Unihan DB / kKarlgren / kFrequency.

From: Pierpaolo BERNARDI (bernardp@cli.di.unipi.it)
Date: Sun Feb 23 2003 - 10:50:32 EST

    In the Unihan-3.2.0.txt file the field kKarlgren is described as:

    # The index of this character in _Analytic Dictionary of Chinese and
    # Sino-Japanese_ by Bernhard Karlgren, New York: Dover Publications,
    # Inc., 1974.
    # If the index is followed by an asterisk (*), then the index is an
    # interpolated one, indicating where the character would be found
    # if it were to have been included in the dictionary.

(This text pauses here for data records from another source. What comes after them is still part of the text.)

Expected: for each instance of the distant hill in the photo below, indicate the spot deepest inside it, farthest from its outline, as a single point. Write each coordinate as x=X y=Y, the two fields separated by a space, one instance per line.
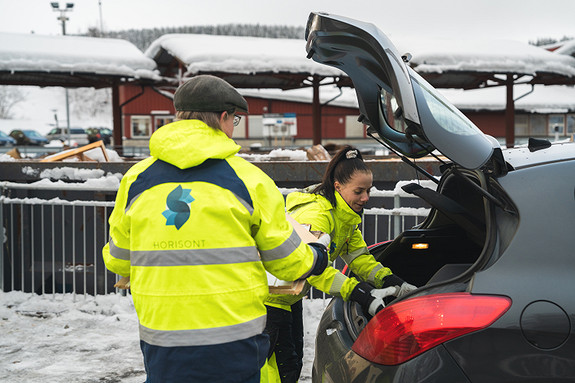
x=142 y=38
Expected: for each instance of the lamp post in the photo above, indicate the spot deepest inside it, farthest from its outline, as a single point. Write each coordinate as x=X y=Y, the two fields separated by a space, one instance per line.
x=56 y=8
x=62 y=18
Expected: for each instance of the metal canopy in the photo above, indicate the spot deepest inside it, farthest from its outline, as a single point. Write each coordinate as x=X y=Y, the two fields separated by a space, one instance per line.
x=472 y=64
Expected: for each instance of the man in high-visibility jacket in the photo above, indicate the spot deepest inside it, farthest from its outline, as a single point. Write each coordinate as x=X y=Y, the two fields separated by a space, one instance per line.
x=196 y=227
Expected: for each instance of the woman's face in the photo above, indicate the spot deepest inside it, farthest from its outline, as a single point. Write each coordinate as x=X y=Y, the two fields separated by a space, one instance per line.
x=356 y=191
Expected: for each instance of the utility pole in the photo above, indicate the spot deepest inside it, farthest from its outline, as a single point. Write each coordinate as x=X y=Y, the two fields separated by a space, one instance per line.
x=62 y=18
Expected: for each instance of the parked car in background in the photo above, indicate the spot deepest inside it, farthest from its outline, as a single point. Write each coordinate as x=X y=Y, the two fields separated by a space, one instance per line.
x=99 y=133
x=77 y=136
x=6 y=140
x=28 y=137
x=493 y=260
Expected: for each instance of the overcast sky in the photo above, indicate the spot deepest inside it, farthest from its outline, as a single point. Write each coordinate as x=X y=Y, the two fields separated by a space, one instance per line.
x=522 y=20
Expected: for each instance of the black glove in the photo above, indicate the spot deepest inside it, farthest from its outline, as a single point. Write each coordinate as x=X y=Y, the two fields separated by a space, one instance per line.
x=402 y=287
x=321 y=257
x=369 y=298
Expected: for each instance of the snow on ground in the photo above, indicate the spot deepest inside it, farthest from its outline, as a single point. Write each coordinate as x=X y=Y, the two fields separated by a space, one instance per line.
x=63 y=338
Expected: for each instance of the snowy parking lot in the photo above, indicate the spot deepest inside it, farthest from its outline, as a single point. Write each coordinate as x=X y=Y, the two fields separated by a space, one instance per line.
x=86 y=339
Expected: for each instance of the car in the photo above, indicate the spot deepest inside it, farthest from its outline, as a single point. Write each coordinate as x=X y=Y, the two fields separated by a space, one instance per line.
x=99 y=133
x=28 y=137
x=6 y=140
x=77 y=136
x=493 y=258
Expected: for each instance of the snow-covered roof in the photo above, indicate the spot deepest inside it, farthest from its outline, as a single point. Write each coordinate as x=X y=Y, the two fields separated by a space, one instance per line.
x=235 y=54
x=328 y=94
x=539 y=99
x=73 y=54
x=441 y=56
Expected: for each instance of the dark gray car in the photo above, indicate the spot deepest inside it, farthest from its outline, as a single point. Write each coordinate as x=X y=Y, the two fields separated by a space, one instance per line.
x=494 y=258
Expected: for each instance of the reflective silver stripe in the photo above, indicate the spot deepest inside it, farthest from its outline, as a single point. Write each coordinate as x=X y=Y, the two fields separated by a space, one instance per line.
x=349 y=257
x=195 y=257
x=283 y=250
x=118 y=252
x=246 y=205
x=202 y=337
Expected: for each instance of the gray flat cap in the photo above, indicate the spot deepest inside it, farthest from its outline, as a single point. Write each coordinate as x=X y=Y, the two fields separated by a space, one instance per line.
x=206 y=93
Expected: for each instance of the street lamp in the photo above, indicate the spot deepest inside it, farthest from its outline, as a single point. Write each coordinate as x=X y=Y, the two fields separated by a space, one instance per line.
x=56 y=8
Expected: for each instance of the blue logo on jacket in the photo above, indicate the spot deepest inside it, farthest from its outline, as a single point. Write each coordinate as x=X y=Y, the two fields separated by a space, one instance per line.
x=178 y=211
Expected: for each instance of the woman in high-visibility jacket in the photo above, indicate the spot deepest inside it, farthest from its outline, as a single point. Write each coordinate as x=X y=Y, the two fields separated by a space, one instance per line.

    However, in the file there are the following records:

    U+5374 kKarlgren 506A
    U+630C kKarlgren 411A
    U+811A kKarlgren 506A
    U+8173 kKarlgren 506A
    U+993C kKarlgren 333A-

    So, either the description of the field is incomplete, or the data
    is incorrect.

    The field kFrequency is described as:

    # A rough fequency [sic] measurement for the character based
    # on analysis of Chinese USENET postings

    without further explanation. The field contains one of 1,2,3,4,5.
    I'd like to know what's, roughly, the meaning of these numbers.